Ionomycin causes activation of p38 and p42/44 mitogen-activated protein kinases in human neutrophils

Abstract

Many receptor-linked agents that prime or activate the NADPH oxidase in polymorphonuclear neutrophils (PMNs) elicit changes in cytosolic Ca2+concentration and activate mitogen-activated protein (MAP) kinases.

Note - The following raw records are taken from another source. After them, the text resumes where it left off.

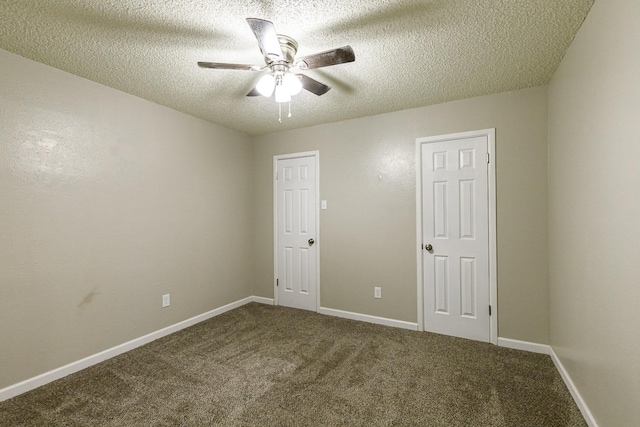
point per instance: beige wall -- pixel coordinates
(368, 234)
(594, 211)
(107, 202)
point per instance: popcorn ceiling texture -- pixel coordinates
(408, 53)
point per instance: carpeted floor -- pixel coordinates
(261, 365)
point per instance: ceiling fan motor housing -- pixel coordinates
(289, 49)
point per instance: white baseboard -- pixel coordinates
(370, 319)
(582, 405)
(524, 345)
(262, 300)
(63, 371)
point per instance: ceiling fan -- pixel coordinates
(284, 76)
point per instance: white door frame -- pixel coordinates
(490, 134)
(316, 155)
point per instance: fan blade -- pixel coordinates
(313, 86)
(254, 92)
(327, 58)
(223, 66)
(267, 37)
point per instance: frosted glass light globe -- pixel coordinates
(265, 85)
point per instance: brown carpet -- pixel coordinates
(261, 365)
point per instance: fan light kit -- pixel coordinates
(284, 79)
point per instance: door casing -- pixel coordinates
(491, 190)
(316, 156)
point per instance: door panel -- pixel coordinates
(455, 215)
(296, 225)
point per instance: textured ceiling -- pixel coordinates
(408, 53)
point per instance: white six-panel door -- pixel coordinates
(296, 245)
(455, 237)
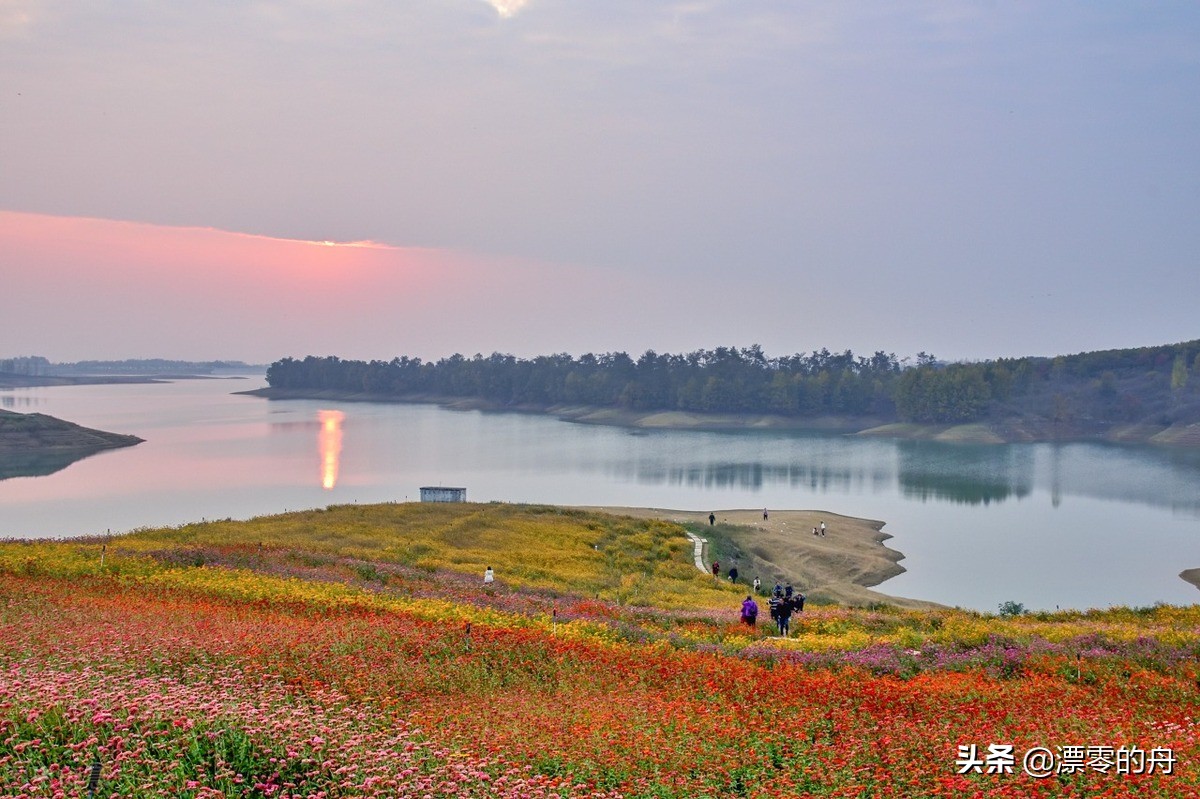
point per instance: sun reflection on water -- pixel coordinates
(329, 444)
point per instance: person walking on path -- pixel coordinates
(749, 612)
(784, 616)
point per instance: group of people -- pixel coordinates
(784, 601)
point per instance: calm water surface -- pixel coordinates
(1067, 526)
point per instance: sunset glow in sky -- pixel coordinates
(253, 180)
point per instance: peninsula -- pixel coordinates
(36, 444)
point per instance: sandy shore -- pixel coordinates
(841, 566)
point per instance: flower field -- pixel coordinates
(262, 659)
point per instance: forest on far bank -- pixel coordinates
(1155, 385)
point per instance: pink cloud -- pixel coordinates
(96, 288)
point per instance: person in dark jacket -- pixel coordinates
(784, 616)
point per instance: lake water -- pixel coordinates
(1045, 524)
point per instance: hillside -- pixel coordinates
(36, 444)
(357, 652)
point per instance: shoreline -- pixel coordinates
(987, 432)
(843, 566)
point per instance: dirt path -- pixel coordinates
(839, 566)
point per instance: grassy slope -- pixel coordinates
(309, 649)
(41, 433)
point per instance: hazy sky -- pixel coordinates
(563, 175)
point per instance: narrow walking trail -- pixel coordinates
(699, 542)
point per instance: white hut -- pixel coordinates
(443, 494)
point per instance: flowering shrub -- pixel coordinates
(198, 667)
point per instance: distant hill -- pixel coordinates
(39, 366)
(1150, 394)
(36, 444)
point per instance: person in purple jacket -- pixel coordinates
(749, 611)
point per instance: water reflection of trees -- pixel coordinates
(964, 474)
(754, 475)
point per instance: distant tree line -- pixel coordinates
(42, 366)
(726, 379)
(1113, 385)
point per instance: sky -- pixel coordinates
(371, 179)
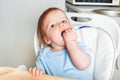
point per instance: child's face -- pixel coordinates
(55, 24)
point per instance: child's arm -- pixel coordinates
(36, 72)
(78, 56)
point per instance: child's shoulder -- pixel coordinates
(44, 50)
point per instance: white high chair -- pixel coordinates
(103, 39)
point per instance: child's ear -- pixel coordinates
(47, 40)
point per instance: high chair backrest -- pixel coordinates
(102, 38)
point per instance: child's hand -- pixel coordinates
(70, 35)
(36, 72)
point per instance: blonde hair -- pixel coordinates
(40, 31)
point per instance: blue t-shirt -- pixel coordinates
(59, 64)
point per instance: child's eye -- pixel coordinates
(64, 21)
(53, 25)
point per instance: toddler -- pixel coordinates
(62, 55)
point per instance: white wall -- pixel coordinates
(18, 22)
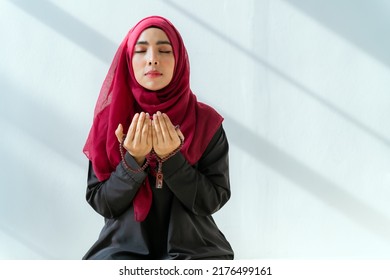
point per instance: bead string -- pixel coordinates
(152, 153)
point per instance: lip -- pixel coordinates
(153, 73)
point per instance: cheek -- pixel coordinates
(137, 67)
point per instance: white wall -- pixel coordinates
(304, 88)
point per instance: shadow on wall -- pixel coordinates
(322, 188)
(70, 27)
(45, 125)
(366, 24)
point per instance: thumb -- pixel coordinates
(119, 133)
(180, 134)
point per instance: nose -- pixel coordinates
(152, 60)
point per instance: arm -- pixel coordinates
(113, 196)
(203, 188)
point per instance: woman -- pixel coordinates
(158, 158)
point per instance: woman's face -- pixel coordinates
(153, 60)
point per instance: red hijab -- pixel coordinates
(121, 97)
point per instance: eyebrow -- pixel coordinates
(158, 43)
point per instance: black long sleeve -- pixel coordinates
(203, 188)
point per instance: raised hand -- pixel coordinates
(166, 138)
(138, 141)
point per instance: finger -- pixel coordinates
(133, 125)
(154, 135)
(119, 133)
(145, 129)
(157, 129)
(138, 130)
(180, 134)
(164, 128)
(150, 131)
(170, 127)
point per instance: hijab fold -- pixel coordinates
(121, 97)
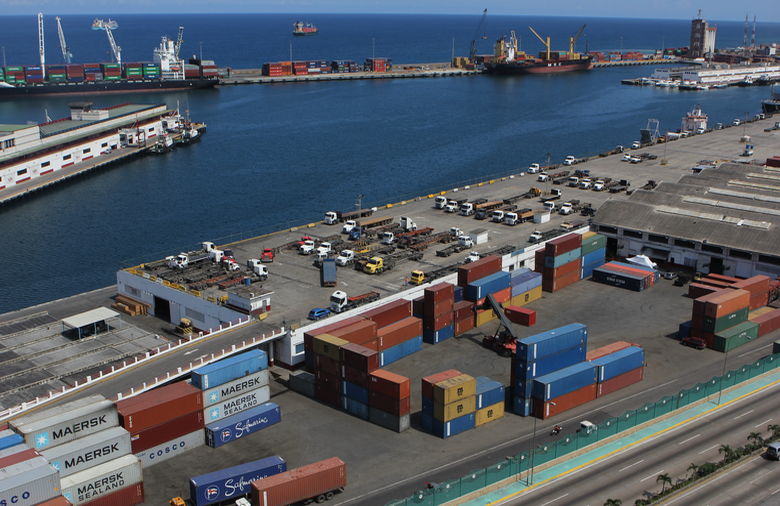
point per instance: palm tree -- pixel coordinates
(664, 479)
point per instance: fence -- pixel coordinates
(521, 463)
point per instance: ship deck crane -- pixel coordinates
(66, 54)
(480, 27)
(546, 43)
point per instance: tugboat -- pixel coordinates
(300, 28)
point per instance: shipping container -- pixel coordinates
(172, 448)
(235, 427)
(299, 484)
(229, 369)
(66, 422)
(84, 453)
(233, 482)
(158, 406)
(101, 480)
(238, 404)
(232, 388)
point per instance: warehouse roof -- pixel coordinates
(734, 206)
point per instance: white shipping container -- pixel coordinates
(67, 422)
(235, 405)
(88, 452)
(235, 387)
(88, 485)
(172, 448)
(27, 483)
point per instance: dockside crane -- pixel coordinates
(66, 54)
(480, 28)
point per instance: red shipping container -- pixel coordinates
(360, 357)
(429, 381)
(562, 245)
(128, 496)
(399, 332)
(389, 313)
(479, 269)
(620, 381)
(521, 315)
(327, 365)
(388, 383)
(159, 406)
(397, 407)
(438, 322)
(564, 402)
(301, 483)
(153, 436)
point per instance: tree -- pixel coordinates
(664, 479)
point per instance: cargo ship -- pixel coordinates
(509, 60)
(300, 28)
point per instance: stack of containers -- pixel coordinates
(439, 301)
(489, 400)
(449, 403)
(619, 369)
(594, 253)
(562, 262)
(233, 385)
(389, 397)
(159, 418)
(542, 354)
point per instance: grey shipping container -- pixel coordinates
(237, 404)
(67, 422)
(27, 483)
(88, 452)
(88, 485)
(172, 448)
(235, 387)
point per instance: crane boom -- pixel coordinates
(66, 54)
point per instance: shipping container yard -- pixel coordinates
(447, 333)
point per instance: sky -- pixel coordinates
(714, 10)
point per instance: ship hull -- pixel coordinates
(124, 86)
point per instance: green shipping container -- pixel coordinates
(735, 337)
(716, 325)
(591, 244)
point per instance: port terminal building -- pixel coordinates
(723, 220)
(31, 151)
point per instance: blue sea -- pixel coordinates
(279, 155)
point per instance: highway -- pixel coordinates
(632, 474)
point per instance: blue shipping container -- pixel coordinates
(553, 341)
(564, 381)
(619, 363)
(233, 482)
(447, 429)
(562, 259)
(399, 351)
(489, 392)
(231, 368)
(235, 427)
(437, 336)
(489, 284)
(354, 391)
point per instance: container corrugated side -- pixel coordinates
(234, 481)
(88, 452)
(95, 482)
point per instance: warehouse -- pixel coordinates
(723, 220)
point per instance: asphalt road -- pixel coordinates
(632, 474)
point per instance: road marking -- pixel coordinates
(651, 476)
(631, 465)
(552, 501)
(708, 449)
(689, 439)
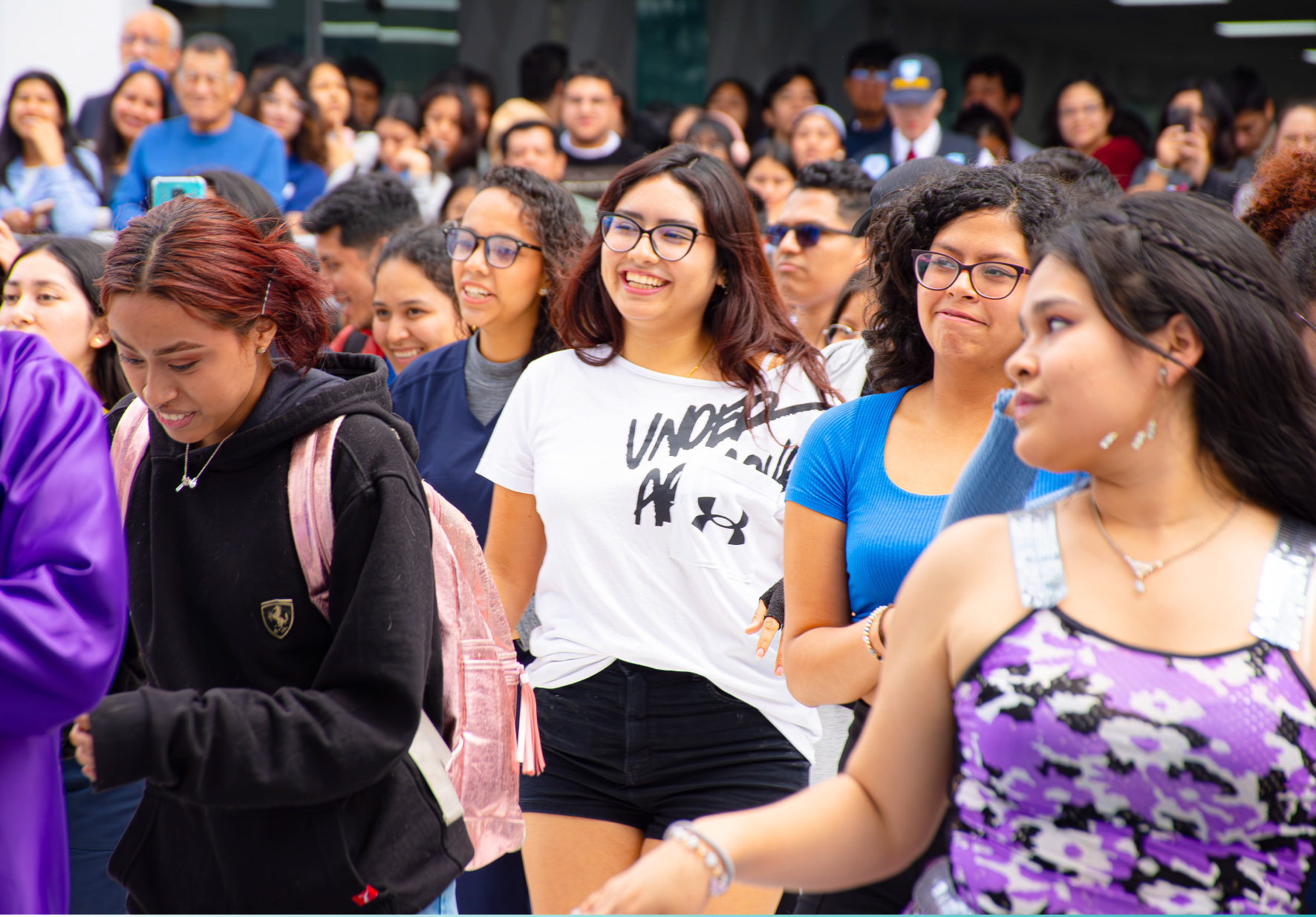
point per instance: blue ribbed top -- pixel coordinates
(840, 471)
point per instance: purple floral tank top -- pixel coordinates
(1099, 778)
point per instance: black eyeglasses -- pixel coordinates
(499, 250)
(807, 235)
(670, 241)
(990, 279)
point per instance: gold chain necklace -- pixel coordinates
(1144, 569)
(700, 361)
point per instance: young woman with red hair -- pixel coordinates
(273, 738)
(637, 494)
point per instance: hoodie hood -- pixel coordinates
(294, 404)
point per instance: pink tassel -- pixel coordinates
(528, 749)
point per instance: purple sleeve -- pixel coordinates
(63, 562)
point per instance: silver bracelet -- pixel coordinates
(709, 850)
(867, 628)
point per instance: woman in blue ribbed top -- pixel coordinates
(871, 479)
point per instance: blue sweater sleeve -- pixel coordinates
(820, 475)
(131, 190)
(75, 198)
(994, 480)
(271, 172)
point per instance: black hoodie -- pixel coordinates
(277, 767)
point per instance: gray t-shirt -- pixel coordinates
(487, 383)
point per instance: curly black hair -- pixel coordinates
(426, 247)
(900, 353)
(1085, 177)
(845, 179)
(557, 223)
(1298, 255)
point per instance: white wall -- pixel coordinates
(74, 40)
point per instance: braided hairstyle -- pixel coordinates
(1153, 257)
(900, 353)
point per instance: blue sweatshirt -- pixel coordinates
(172, 148)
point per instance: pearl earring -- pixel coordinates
(1144, 436)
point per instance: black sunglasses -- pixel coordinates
(807, 235)
(499, 250)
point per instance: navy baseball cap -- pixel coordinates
(912, 79)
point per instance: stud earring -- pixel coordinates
(1144, 436)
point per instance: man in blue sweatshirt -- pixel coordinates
(208, 134)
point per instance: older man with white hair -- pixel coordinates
(152, 34)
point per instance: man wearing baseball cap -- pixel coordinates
(915, 97)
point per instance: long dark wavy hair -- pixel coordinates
(1215, 108)
(86, 261)
(902, 356)
(1157, 255)
(561, 230)
(746, 316)
(310, 143)
(111, 146)
(11, 145)
(469, 148)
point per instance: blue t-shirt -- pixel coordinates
(170, 148)
(841, 471)
(305, 183)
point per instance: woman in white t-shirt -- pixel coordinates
(639, 484)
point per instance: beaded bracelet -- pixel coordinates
(712, 855)
(867, 628)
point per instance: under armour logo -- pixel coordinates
(707, 516)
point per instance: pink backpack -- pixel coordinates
(475, 751)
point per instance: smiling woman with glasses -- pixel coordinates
(873, 477)
(279, 100)
(511, 254)
(637, 482)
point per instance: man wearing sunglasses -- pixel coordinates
(866, 88)
(813, 253)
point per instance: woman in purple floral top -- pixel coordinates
(1113, 694)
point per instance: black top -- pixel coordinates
(276, 757)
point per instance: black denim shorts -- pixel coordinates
(646, 748)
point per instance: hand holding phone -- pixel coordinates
(167, 187)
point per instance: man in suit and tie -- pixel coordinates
(915, 98)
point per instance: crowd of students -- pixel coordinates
(932, 392)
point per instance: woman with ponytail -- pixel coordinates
(1111, 694)
(274, 729)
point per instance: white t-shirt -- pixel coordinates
(663, 520)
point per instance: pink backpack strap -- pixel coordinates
(311, 508)
(129, 446)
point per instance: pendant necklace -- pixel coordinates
(700, 361)
(1144, 569)
(190, 483)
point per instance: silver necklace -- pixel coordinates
(190, 483)
(1144, 569)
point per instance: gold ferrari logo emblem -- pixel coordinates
(277, 615)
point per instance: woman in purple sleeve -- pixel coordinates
(1111, 695)
(63, 603)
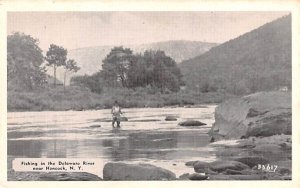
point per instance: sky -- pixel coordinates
(84, 29)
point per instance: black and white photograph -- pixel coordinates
(149, 95)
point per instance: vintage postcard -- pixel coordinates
(149, 94)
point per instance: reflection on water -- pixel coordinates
(88, 134)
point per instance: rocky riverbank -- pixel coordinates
(251, 140)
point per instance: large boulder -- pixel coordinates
(219, 166)
(171, 118)
(122, 171)
(252, 161)
(191, 123)
(259, 114)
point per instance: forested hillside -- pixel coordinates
(256, 61)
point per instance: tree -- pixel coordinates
(93, 82)
(116, 65)
(70, 66)
(24, 62)
(162, 71)
(56, 57)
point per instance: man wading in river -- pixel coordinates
(116, 113)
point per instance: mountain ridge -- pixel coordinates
(257, 60)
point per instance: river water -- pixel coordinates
(146, 136)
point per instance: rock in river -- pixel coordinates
(191, 123)
(259, 114)
(222, 165)
(122, 171)
(171, 118)
(197, 176)
(252, 161)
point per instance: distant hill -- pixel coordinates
(258, 60)
(90, 58)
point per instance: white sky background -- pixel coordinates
(82, 29)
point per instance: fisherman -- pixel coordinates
(116, 114)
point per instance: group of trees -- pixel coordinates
(122, 68)
(25, 61)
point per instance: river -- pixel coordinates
(146, 136)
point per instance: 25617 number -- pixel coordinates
(267, 167)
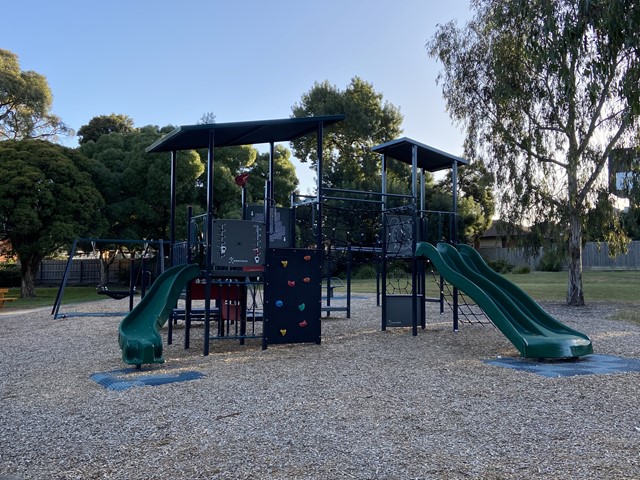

To investigate the role of Ca2+in the activation of p38 and p42/44 MAP kinases, we examined the effects of the Ca2+-selective ionophore ionomycin on priming and activation of the PMN oxidase. Ionomycin caused a rapid rise in cytosolic Ca2+that was due to both a release of cytosolic Ca2+stores and Ca2+influx. Ionomycin also activated (2 μM) and primed (20–200 nM) the PMN oxidase. Dual phosphorylation of p38 MAP kinase and phosphorylation of its substrate activating transcription factor-2 were detected at ionomycin concentrations that prime or activate the PMN oxidase, while dual phosphorylation of p42/44 MAP kinase and phosphorylation of its substrate Elk-1 were elicited at 0.2–2 μM. SB-203580, a p38 MAP kinase antagonist, inhibited ionomycin-induced activation of the oxidase (68 ± 8%, P < 0.05) and tyrosine phosphorylation of 105- and 72-kDa proteins; conversely, PD-98059, an inhibitor of MAP/extracellular signal-related kinase 1, had no effect. Treatment of PMNs with thapsigargin resulted in priming of the oxidase and activation of p38 MAP kinase. Chelation of cytosolic but not extracellular Ca2+completely inhibited ionomycin activation of p38 MAP kinase, whereas chelation of extracellular Ca2+abrogated activation of p42/44 MAP kinase. These results demonstrate the importance of changes in cytosolic Ca2+for MAP kinase activation in PMNs.